Der wegen Bestechungsvorwürfen ins Visier der Polizei geratene israelische Ministerpräsident Ehud Olmert hat die Annahme von Geldern eingeräumt. Olmert gibt zu, Spenden für seinen Wahlkampf empfangen zu haben. Er habe jedoch niemals Schmiergelder kassiert. Auch von Rücktritt will Olmert nichts hören.

JERUSALEM. Mitten während der 60-Jahr-Feierlichkeiten zur Staatsgründung werden schwere Vorwürfe gegen den israelischen Premierminister Ehud Olmert bekannt. Der Vorwurf: Olmert soll in den neunziger Jahren mehrere hunderttausend Dollar von einem amerikanischen Geschäftsmann erhalten haben.

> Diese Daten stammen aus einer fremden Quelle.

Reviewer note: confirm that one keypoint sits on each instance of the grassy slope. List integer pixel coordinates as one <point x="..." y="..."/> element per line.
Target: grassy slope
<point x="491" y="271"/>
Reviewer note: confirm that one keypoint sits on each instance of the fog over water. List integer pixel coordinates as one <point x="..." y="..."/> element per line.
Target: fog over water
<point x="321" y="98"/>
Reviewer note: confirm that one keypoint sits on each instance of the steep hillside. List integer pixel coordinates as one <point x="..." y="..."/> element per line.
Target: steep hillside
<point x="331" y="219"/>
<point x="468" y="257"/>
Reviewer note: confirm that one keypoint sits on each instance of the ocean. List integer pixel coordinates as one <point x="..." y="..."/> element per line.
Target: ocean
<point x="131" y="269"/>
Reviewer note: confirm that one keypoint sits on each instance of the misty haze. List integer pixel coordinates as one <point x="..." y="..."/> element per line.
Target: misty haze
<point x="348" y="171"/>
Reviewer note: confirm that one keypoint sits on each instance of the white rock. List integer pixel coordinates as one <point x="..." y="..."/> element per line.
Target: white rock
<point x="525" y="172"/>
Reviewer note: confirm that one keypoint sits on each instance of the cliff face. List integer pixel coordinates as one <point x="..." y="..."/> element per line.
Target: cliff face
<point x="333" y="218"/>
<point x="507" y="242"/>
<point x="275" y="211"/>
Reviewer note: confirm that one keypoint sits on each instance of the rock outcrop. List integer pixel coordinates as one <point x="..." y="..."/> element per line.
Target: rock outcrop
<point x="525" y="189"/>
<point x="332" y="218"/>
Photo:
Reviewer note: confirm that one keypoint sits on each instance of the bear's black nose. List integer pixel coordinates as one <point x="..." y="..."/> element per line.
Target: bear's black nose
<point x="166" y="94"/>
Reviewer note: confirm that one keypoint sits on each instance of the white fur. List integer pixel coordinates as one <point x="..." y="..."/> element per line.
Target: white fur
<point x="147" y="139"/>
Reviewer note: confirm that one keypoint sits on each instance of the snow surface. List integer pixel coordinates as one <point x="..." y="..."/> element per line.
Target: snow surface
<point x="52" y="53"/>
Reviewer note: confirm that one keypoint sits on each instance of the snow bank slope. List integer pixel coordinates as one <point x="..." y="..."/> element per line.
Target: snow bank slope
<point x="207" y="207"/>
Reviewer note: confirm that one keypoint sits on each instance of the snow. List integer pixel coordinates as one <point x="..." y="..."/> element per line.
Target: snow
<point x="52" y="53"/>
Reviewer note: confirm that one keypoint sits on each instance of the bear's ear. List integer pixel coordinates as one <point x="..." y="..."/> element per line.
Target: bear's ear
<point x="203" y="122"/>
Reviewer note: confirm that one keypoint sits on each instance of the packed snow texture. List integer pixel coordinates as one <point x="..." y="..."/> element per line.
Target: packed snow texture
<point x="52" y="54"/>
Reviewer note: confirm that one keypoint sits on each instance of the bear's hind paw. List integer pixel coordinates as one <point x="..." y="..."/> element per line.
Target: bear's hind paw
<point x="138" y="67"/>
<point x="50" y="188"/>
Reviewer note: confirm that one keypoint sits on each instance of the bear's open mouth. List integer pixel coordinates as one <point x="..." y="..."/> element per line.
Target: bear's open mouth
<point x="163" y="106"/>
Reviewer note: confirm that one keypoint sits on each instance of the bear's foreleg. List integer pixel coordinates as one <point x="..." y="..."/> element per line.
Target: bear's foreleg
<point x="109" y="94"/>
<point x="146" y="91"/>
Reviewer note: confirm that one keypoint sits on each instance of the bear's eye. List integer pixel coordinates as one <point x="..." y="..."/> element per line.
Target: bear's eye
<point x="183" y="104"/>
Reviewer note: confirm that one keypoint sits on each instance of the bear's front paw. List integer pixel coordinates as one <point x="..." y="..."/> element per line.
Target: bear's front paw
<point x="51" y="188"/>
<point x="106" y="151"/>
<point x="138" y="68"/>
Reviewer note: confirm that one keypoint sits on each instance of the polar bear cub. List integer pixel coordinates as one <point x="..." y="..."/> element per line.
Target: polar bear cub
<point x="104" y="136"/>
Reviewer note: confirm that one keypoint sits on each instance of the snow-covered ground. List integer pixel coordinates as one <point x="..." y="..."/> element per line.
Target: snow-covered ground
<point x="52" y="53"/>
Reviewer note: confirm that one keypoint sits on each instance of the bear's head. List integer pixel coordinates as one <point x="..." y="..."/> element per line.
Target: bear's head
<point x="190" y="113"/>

Am Donnerstagabend gab Olmert in einer ersten Stellungnahme zu, in seiner Zeit als Bürgermeister von Jerusalem Geld des New Yorker Geschäftsmannes Morris Talansky angenommen zu haben. Es habe sich dabei jedoch um Spendengelder gehandelt, mit denen seine Kampagnen zur Wiederwahl als Bürgermeister und Chef der Likud-Partei finanziert worden seien, sagte er im israelischen Fernsehen

„Ich habe niemals Bestechungsgelder angenommen. Nie habe ich auch nur einen Cent für mich verwendet.“ Er kündigte in seiner etwa sechsminütigen Ansprache jedoch an freiwillig zurückzutreten, sollte die Generalstaatsanwaltschaft Anklage gegen ihn erheben.

Olmerts Stellungnahme fiel auf den 60. Jahrestag der Gründung Israels. Nur wenige Minuten vor der Fernsehansprache hatte die Polizei gegenüber den Medien Einzelheiten über die Ermittlungen gegen Olmert preisgegeben. In einer Stellungnahme hieß es, der Ministerpräsident werde verdächtigt, von einem oder mehreren Ausländern große Geldsummen über einen längeren Zeitraum erhalten zu haben.

Ein Polizeisprecher gab Talansky als wichtigen Zeugen an, ebenso Olmerts langjährige Büroleiterin Schula Saken und seinen früherer Partner Uri Messer. Nach Angaben aus Justizkreisen beläuft sich die fragliche Summe auf mehrere hunderttausend Dollar.